Today's Open Source (2024-09-05): Yi-Coder Models 1.5B & 9B, 128K Context Support
Explore top AI open-source projects like Yi-Coder, TinyAgent, GuideLLM, and more, offering advanced code generation, reasoning, and layout recovery models.
Here are some interesting AI open-source models and frameworks I wanted to share today:
Project: Yi-Coder
Yi-Coder is an open-source code generation model series by 01-AI. It offers models with 1.5B and 9B parameters, both available in base and chat versions.
Yi-Coder supports a 128K context length. The 9B version adds 2.4 trillion high-quality tokens sourced from GitHub repositories and filtered code data from CommonCrawl.
Yi-Coder-9B outperforms other models under 10B parameters, like CodeQwen1.5 7B and CodeGeex4 9B. It even competes with DeepSeek-Coder 33B.
https://github.com/01-ai/Yi-Coder
https://huggingface.co/01-ai/Yi-Coder-1.5B
https://huggingface.co/01-ai/Yi-Coder-9B
Project: TinyAgent
TinyAgent focuses on bringing advanced reasoning and function-calling capabilities to small language models (SLMs) that can be safely deployed on edge devices.
It is trained on high-quality, curated data and uses the LLMCompiler to manage function calls effectively.
TinyAgent interacts with MacOS apps to assist users with tasks like writing emails, managing contacts, scheduling events, and organizing Zoom meetings.
https://github.com/SqueezeAILab/TinyAgent
https://arxiv.org/pdf/2409.00608
Project: RapidLayoutRecover
RapidLayoutRecover restores layout information from document images, combining layout analysis, OCR, table, and formula recognition.
It exports document images directly to Word or Txt files, making them easier to use and edit.
https://github.com/RapidAI/RapidLayoutRecover
Project: GuideLLM
GuideLLM is a tool for evaluating and optimizing the deployment of large language models (LLMs).
By simulating real-world workloads, GuideLLM helps users assess LLM performance, resource needs, and cost on various hardware setups.
This ensures efficient, scalable, and cost-effective LLM inference services with high-quality results.
https://github.com/neuralmagic/guidellm
Project: real_world_prompting
Anthropic offers this comprehensive prompting tutorial to help experienced developers learn more about prompt engineering.
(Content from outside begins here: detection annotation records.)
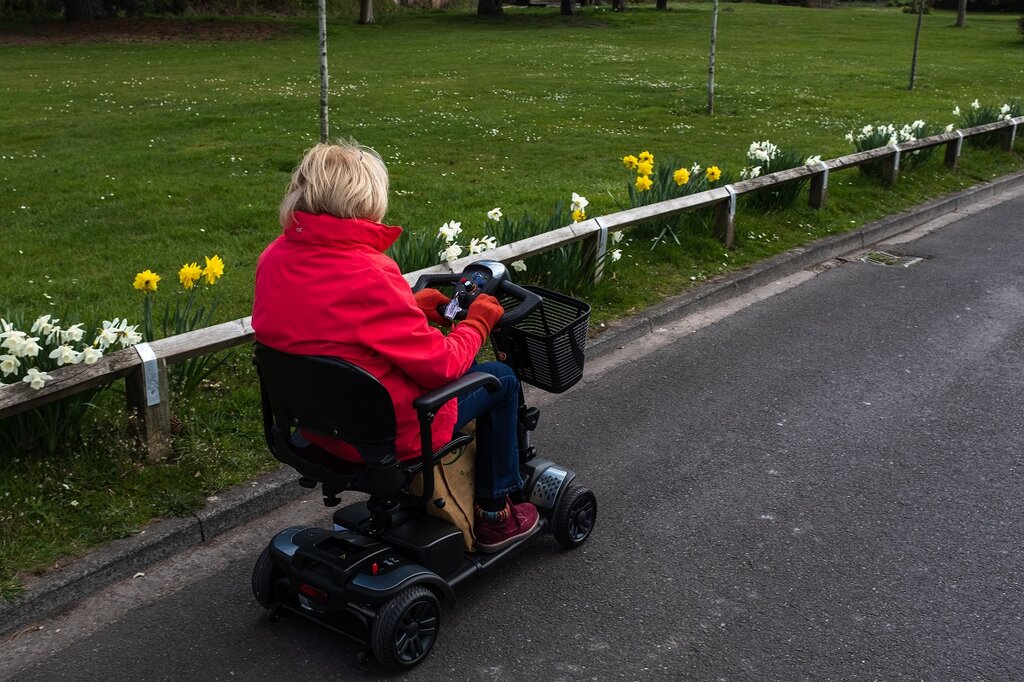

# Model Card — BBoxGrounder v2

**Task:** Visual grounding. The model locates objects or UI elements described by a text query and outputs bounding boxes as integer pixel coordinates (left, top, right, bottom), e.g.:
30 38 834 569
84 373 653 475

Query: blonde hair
281 140 388 228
It includes five courses covering how to apply advanced prompting techniques to real-world tasks.
https://github.com/anthropics/courses/tree/master/real_world_prompting
Project: AlphaNLHoldem
AlphaNLHoldem is an unofficial implementation of AlphaHoldem, a 1v1 no-limit poker AI built with TensorFlow and Ray.
It provides a clean codebase for applying model-free reinforcement learning in Holdem-like games and aims to replicate AlphaHoldem's results.